Each of these geographical areas has regions that enjoy a Mediterranean climate. Hot dry summers, cool moist winters, dazzling sunlight, strong breezes and the occasional ground-clearing fire, create perfect conditions for many plants to thrive on the scrubby, rock-strewn landscapes.
Although these regions cover less than 2% of the Earth’s surface, they contain more than 20% of all known flowering plant species, and their richness and plant diversity are considered second only in importance to tropical rainforests.
Sadly, these plants are under serious threat from modern human developments in agriculture, tourism, housing and increasingly, climate change.
At first glance, it is not obvious that the plants in the Great Glasshouse come from six different places in the world.
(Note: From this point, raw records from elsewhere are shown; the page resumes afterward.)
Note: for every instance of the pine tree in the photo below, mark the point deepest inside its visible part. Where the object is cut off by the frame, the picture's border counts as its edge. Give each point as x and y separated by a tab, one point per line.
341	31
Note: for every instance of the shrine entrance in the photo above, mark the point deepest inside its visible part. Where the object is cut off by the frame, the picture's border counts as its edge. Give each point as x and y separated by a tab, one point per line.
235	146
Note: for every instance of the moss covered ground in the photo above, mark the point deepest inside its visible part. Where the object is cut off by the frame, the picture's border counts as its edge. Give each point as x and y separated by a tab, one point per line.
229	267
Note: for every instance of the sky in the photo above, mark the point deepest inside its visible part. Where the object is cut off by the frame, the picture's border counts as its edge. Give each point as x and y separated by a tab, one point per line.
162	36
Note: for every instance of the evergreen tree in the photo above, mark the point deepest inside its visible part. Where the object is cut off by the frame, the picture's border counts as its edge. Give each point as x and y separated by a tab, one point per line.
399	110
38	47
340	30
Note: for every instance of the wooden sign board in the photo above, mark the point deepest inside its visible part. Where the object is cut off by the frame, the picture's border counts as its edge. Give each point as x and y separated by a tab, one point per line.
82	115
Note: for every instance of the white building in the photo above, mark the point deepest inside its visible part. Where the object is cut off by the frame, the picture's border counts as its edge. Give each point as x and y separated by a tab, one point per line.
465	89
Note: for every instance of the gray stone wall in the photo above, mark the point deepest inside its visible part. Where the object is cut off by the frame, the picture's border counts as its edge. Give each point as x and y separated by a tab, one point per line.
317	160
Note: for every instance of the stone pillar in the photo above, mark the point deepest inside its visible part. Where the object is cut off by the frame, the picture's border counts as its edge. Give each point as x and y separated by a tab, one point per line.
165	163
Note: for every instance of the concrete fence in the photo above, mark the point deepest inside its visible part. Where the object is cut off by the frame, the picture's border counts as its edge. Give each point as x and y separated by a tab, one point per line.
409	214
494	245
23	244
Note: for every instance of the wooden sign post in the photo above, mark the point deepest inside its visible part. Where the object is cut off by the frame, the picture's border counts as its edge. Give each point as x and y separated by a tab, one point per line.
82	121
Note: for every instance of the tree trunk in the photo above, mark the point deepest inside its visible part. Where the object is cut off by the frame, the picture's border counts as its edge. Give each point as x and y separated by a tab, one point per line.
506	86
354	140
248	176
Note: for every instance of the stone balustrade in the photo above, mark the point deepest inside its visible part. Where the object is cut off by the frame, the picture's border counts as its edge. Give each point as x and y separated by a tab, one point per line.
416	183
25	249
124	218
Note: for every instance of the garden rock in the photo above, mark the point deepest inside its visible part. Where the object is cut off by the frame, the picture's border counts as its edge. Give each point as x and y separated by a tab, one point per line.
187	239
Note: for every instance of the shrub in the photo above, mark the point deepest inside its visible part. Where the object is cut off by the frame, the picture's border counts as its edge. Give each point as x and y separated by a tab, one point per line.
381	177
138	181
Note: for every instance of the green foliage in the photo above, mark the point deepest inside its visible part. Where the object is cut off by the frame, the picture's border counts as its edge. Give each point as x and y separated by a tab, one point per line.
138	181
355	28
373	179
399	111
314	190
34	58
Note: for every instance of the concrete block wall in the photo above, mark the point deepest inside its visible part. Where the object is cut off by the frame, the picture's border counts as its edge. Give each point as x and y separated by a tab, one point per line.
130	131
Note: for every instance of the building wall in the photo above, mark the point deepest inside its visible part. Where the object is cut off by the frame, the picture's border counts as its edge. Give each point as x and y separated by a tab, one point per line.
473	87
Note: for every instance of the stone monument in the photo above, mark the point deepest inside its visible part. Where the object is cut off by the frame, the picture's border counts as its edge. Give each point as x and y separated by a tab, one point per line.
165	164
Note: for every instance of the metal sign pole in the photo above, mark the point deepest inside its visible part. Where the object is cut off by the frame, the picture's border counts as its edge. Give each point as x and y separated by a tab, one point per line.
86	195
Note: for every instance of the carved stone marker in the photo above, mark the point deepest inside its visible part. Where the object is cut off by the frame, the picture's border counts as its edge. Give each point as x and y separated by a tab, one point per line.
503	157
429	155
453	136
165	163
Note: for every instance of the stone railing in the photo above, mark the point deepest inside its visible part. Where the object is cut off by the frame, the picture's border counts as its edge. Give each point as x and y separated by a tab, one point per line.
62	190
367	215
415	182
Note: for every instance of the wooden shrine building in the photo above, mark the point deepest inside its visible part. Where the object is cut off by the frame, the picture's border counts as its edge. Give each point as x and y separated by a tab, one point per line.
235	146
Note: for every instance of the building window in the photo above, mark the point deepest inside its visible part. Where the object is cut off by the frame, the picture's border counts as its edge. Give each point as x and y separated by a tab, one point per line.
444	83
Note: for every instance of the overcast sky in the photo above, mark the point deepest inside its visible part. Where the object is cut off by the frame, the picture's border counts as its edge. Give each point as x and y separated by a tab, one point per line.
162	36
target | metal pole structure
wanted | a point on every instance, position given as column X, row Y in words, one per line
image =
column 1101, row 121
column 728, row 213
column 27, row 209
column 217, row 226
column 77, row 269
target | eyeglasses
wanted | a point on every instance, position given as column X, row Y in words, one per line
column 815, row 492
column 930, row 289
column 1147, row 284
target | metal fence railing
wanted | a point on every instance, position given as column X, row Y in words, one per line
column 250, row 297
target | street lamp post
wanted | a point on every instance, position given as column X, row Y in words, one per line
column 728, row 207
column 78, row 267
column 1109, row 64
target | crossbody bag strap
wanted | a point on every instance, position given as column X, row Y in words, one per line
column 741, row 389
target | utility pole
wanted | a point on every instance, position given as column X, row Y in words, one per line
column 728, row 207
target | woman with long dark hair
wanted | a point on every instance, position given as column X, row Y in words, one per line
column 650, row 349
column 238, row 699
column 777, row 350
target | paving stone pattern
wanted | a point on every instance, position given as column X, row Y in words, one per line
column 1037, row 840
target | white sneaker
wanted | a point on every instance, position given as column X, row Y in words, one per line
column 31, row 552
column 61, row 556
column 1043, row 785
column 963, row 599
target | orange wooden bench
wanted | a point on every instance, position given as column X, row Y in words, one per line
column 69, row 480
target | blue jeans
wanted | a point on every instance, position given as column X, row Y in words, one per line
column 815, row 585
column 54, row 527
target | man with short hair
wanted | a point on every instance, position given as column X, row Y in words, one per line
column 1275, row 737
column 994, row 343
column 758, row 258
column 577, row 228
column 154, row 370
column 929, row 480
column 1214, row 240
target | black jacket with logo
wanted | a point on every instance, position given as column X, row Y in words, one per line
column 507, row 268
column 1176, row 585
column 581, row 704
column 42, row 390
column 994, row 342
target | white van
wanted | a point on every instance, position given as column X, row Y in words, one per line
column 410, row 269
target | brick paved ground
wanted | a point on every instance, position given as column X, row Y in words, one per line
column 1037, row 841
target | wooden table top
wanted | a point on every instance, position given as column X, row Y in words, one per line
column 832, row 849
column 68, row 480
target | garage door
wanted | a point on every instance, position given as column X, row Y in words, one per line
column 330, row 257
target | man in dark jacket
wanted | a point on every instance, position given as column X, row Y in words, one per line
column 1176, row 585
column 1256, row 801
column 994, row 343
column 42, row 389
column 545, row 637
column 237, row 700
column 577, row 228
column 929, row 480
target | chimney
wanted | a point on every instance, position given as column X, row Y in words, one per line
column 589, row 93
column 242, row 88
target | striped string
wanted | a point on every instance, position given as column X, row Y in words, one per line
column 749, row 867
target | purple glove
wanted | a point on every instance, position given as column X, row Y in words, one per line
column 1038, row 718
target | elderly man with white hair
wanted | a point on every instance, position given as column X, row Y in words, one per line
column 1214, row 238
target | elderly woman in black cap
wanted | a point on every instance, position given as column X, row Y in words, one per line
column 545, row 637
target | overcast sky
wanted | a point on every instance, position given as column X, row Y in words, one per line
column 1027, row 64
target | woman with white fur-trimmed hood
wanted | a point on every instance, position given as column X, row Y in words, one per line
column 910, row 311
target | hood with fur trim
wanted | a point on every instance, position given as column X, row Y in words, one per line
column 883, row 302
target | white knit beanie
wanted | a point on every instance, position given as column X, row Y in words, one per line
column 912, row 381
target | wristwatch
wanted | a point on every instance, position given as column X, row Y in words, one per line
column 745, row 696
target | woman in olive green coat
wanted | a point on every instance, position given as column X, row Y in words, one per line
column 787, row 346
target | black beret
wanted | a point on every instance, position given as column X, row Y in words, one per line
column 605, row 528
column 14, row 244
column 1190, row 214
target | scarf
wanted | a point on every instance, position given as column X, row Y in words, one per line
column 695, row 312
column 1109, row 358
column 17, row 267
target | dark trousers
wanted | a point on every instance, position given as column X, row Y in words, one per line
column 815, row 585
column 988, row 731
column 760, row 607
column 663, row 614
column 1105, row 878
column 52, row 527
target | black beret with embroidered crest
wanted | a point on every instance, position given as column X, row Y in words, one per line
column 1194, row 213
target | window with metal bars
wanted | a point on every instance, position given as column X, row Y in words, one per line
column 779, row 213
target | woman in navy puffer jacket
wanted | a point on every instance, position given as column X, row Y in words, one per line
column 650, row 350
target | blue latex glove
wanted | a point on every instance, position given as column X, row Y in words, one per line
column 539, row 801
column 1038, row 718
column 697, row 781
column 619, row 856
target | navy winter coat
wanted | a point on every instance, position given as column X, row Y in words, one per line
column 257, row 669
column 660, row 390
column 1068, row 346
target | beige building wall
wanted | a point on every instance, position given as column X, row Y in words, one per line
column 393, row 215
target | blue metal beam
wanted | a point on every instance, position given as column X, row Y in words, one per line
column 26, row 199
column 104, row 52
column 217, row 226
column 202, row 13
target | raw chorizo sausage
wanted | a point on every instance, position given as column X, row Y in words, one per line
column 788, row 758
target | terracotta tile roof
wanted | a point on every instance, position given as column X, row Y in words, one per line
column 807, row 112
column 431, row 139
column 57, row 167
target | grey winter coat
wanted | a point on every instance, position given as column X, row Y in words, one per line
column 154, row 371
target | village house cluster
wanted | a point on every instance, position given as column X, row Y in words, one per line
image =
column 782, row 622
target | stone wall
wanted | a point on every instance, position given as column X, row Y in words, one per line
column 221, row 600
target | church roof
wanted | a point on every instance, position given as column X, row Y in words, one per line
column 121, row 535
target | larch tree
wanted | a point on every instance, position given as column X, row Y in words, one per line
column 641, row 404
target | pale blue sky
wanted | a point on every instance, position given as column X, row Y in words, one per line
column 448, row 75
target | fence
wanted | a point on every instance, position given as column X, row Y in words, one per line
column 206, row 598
This is because they often share many qualities, such as small leathery evergreen leaves and dense shrubby forms, having adapted in similar ways to the similar environmental pressures they face.
Kathryn Gustafson designed the imaginative flowing landscape inside the Great Glasshouse on which these plants thrive. Covering 3,500 square metres, its rocky terraces, sandstone cliffs and gravelled scree slopes are contoured to reflect the natural environment and to create a wide range of habitats, balancing light and shade and varying moisture levels to suit the needs of different plants.